Ripple-Untersuchung: Blockchain kann Finanzinstitute bis 2030 10 Milliarden Dollar sparen.
Unter den 300 Finanzprofis in 45 Ländern glauben 97%, dass Blockchain in den kommenden drei Jahren eine entscheidende Rolle im Bereich schnellerer Zahlungssysteme spielen wird.

Unter den 300 Finanzprofis in 45 Ländern glauben 97%, dass Blockchain in den kommenden drei Jahren eine entscheidende Rolle bei schnelleren Zahlungssystemen spielen wird.
Blockchain hat das Potenzial, Finanzinstitute bis ca. 2030 rund 10 Milliarden Dollar an grenzüberschreitenden Zahlungskosten zu sparen. In dem Bericht, der am 29. Juli von Ripple in Zusammenarbeit mit dem US-amerikanischen Faster Payments Council (FPC) veröffentlicht wurde, wurden 300 Finanzprofis aus 45 Ländern befragt. Die Fachleute stammen aus verschiedenen Sektoren, wie Fintech, Banken, Medien, Konsumententechnologie und Einzelhandel. Von den Befragten – von Analysten bis hin zu Direktoren und CEO’s – glauben 97% fest daran, dass Blockchain-Technologie in den kommenden drei Jahren eine entscheidende Rolle bei der Ermöglichung schnellerer Zahlungssysteme spielen wird. Zudem waren mehr als die Hälfte der Befragten der Ansicht, dass der wichtigste Vorteil von Kryptowährung die Kostenersparnis ist.
"Im Forschungsbericht glaubt mehr als 50% der Befragten, dass niedrigere Zahlungsgebühren – sowohl national als auch international – der wichtigste Vorteil von Krypto sind", heißt es in dem Bericht.
Laut dem Bericht prognostiziert das Fintech-Analyseunternehmen Juniper Research, dass die Nutzung von Blockchain in weltweiten Transaktionen in den kommenden sechs Jahren zu erheblichen Kosteneinsparungen bei Banken führen wird.
"Juniper Research unterstützt diese Idee und verweist auf das Potenzial der Blockchain, die Einsparungen für Finanzinstitute, die grenzüberschreitende Transaktionen durchführen, deutlich zu erhöhen – auf schätzungsweise 10 Milliarden Dollar im Jahr 2030."

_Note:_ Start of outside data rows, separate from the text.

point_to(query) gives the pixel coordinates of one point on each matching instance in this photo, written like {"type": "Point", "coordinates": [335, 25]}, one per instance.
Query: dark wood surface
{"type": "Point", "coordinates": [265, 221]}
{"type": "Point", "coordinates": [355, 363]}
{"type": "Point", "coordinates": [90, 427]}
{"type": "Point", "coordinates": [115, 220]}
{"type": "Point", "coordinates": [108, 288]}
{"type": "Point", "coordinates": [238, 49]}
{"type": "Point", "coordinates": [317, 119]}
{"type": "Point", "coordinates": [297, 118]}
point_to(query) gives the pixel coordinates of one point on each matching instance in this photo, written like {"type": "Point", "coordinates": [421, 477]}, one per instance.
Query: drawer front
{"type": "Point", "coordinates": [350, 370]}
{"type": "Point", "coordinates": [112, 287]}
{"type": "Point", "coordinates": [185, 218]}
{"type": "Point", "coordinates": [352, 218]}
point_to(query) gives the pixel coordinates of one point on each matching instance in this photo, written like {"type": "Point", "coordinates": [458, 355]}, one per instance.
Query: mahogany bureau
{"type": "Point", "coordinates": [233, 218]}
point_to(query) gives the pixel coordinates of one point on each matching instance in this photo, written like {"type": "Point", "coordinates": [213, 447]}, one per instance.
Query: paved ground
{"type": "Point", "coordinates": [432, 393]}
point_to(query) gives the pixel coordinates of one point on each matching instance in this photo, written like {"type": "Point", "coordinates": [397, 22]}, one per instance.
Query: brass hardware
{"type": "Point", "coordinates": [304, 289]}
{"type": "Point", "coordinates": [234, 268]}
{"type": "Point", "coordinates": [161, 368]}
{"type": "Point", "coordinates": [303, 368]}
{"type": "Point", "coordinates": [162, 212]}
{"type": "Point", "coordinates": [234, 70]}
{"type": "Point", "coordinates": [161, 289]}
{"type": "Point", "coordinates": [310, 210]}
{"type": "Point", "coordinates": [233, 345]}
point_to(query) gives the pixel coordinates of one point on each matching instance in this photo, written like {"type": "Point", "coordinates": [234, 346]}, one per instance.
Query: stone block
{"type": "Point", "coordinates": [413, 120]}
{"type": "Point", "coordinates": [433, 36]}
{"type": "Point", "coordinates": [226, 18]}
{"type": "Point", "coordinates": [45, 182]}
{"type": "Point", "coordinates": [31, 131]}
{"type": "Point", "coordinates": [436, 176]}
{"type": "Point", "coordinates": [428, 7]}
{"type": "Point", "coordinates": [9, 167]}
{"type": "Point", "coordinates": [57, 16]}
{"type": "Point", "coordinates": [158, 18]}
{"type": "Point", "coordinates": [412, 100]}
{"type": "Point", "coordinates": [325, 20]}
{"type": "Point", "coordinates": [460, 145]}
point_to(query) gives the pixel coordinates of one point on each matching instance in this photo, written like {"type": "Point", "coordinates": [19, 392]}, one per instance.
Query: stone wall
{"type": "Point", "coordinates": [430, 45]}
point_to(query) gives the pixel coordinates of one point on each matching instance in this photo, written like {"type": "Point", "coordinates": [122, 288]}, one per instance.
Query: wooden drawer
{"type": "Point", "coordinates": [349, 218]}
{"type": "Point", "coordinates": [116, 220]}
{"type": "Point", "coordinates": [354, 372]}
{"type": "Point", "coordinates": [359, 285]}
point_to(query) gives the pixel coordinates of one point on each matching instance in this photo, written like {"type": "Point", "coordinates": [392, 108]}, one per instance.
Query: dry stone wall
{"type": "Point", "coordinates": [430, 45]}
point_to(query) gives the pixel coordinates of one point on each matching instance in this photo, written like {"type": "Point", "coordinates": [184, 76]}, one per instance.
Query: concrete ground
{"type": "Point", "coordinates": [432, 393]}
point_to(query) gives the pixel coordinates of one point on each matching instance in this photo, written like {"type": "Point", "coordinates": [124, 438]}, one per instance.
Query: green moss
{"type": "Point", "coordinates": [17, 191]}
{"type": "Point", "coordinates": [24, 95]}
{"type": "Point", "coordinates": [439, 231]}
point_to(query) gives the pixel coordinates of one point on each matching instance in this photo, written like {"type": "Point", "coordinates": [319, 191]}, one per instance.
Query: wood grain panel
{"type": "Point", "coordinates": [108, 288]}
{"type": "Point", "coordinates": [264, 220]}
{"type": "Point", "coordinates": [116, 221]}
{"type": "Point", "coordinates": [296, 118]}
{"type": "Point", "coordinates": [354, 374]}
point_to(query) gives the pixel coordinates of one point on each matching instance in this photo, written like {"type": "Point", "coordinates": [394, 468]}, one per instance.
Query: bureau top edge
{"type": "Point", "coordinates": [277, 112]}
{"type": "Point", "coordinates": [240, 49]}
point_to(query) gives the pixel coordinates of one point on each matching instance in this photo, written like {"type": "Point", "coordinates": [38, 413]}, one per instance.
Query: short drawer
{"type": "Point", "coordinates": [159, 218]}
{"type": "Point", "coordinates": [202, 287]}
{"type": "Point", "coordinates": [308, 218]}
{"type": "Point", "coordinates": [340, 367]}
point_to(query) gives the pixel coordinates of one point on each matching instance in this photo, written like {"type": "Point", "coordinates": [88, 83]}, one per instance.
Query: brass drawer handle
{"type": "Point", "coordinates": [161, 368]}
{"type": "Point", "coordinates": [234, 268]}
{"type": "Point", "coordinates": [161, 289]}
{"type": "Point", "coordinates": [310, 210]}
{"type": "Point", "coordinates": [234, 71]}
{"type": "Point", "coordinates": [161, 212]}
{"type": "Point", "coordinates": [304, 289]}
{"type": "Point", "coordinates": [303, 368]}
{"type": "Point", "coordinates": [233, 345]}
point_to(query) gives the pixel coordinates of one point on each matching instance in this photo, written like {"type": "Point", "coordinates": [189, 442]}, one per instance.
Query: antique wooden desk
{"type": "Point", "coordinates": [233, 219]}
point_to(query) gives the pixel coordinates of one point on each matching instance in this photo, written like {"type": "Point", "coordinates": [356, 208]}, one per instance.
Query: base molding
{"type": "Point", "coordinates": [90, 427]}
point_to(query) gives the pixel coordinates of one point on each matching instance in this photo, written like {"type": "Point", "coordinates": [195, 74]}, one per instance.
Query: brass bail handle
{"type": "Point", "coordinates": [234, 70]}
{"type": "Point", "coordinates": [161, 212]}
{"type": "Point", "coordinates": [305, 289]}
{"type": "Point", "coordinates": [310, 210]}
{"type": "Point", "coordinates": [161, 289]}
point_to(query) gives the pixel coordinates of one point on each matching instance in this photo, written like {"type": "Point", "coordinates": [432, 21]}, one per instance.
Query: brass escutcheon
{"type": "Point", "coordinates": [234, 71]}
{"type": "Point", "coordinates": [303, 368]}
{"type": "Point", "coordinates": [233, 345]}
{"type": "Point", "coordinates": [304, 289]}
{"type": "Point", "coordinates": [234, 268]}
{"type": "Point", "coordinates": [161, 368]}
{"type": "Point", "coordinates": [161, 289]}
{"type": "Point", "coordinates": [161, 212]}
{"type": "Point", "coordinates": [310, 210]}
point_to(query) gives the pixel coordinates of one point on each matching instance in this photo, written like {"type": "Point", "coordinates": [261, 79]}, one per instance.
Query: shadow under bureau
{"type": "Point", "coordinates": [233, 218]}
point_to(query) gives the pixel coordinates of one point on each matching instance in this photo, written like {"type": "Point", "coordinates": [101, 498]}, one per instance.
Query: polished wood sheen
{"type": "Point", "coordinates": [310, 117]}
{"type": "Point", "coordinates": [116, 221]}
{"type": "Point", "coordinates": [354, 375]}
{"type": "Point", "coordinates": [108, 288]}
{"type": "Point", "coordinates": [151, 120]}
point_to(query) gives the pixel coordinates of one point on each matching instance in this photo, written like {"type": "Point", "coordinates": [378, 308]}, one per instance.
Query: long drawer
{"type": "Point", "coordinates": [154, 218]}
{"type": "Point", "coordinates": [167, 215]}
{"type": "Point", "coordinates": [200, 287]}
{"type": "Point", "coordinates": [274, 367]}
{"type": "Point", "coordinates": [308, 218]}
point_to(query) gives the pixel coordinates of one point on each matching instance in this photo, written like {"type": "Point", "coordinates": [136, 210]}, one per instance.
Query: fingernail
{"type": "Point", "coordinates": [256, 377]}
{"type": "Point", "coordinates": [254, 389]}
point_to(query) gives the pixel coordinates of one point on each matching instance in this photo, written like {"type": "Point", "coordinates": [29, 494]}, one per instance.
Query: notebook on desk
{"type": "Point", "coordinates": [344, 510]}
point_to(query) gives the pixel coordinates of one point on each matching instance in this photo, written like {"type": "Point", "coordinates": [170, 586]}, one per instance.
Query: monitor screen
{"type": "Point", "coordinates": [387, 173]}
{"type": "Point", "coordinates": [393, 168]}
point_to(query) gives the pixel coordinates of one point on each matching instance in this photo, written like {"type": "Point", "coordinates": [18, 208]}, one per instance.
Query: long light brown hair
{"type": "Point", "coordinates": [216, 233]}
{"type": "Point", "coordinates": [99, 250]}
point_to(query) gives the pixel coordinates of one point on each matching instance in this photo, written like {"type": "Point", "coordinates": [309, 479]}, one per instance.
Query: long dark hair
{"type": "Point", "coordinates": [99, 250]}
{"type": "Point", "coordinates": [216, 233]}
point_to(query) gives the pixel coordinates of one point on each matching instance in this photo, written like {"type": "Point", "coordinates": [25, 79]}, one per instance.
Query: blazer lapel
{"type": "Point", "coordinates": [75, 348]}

Wenn sich die E-Commerce-Landschaft weiter ausdehnt und Unternehmen internationale Märkte priorisieren, wird grenzüberschreitende Bezahlungen in den kommenden Jahren voraussichtlich weiter zunehmen. Der Bericht hob eine signifikante erwartete Zunahme internationaler Zahlungstransaktionen im Jahr 2030 hervor.
"Es wird erwartet, dass die weltweiten grenzüberschreitenden Zahlungsströme 156 Billionen Dollar erreichen – getrieben von einer jährlichen Wachstumsrate von 5%," so der Bericht.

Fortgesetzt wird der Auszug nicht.